After becoming close friends with leading Army Group Center conspirator Colonel Henning von Tresckow, von Gersdorff agreed to join the conspiracy to kill Adolf Hitler. After von Tresckow’s elaborate plan to assassinate Hitler on 13 March 1943 failed, Rudolf Freiherr von Gersdorff declared himself ready to give his life for Germany’s sake in an assassination attempt that would entail his own death.
On 21 March 1943, Hitler visited the Zeughaus Berlin, the old armory on Unter der Linden, to inspect captured Soviet weapons. A group of top Nazi and leading military officials were present as well. As an expert, von Gersdorff was to guide Hitler on a tour of the exhibition. Moments after Hitler entered the museum, von Gersdorff set off two ten-minute delayed fuses on explosive devices hidden in his coat pockets. His plan was to throw himself around Hitler in a death embrace that would blow them both up. A detailed plan for a coup d’état had been worked out and was ready to go; but, contrary to expectations, Hitler raced through the museum in less than ten minutes. After he had left the building, von Gersdorff was able to defuse the devices in a public bathroom “at the last second.” After the attempt, von Gersdorff was immediately transferred back to the Eastern Front where he managed to evade suspicion.
Prior to the 20 July plot, von Gersdorff also had hidden the explosives and fuses that another conspirator, Wessel von Freytag-Loringhoven, managed to procure from the Abwehr’s cache of captured British weapons and which von Stauffenberg was to use in his attempt to kill Hitler. Thanks to the silence of his imprisoned and tortured co-conspirators, von Gersdorff was able to escape arrest and certain execution.

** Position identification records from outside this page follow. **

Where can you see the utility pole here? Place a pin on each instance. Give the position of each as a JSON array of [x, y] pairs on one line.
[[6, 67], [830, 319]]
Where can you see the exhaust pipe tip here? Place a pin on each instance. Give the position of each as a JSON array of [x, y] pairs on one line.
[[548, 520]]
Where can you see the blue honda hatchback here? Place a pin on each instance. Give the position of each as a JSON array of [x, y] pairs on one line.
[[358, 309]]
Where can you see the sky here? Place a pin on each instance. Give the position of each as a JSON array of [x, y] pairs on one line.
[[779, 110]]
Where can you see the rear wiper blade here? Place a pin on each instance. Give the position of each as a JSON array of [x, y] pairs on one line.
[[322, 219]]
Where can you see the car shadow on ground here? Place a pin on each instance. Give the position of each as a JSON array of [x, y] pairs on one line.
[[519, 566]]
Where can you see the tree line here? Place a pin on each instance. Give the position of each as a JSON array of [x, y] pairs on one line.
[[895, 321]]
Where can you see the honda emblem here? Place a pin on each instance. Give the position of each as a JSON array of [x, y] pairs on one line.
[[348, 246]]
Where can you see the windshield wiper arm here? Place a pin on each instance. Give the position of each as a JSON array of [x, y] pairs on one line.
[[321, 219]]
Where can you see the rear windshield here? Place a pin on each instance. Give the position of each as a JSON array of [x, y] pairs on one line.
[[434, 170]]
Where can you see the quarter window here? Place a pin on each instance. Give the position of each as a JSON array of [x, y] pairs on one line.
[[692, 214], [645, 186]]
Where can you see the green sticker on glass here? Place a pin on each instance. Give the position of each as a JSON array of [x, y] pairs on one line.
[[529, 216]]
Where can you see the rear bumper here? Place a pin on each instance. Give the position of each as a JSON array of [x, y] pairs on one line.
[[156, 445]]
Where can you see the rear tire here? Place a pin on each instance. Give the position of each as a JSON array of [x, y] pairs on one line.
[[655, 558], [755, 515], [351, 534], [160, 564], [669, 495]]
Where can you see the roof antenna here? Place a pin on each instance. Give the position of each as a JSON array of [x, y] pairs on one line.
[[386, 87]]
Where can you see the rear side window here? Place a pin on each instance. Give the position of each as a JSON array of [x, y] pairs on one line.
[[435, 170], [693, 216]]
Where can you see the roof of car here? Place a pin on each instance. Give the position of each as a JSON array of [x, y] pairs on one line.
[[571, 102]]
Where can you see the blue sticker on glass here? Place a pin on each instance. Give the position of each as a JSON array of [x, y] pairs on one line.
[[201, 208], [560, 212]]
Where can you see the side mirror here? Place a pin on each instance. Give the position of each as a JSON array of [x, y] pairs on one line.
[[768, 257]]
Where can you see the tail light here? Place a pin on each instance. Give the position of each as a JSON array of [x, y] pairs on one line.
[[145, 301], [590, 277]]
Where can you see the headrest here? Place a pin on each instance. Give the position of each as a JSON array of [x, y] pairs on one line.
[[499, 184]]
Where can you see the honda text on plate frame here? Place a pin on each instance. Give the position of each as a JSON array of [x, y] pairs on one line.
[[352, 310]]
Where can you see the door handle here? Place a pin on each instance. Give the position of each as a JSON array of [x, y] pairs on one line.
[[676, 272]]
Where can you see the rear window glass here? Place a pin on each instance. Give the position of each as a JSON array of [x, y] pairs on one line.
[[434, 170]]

Adolf Hitler believed that he had a higher power watching over him, and these numerous failed assassination attempts did nothing to quell his ego. There were multiple shootings, explosives, and rigged accidents that never occurred because of reinforced security, malfunctioning detonators, and other factors. In many cases, the problem was that Adolf Hitler simply did not show up. In some ways, it might have been better that he survived. One plan backed by Winston Churchill was actually planned because the British believed Adolf Hitler to be a poor strategist, and did not want him replaced by someone more competent.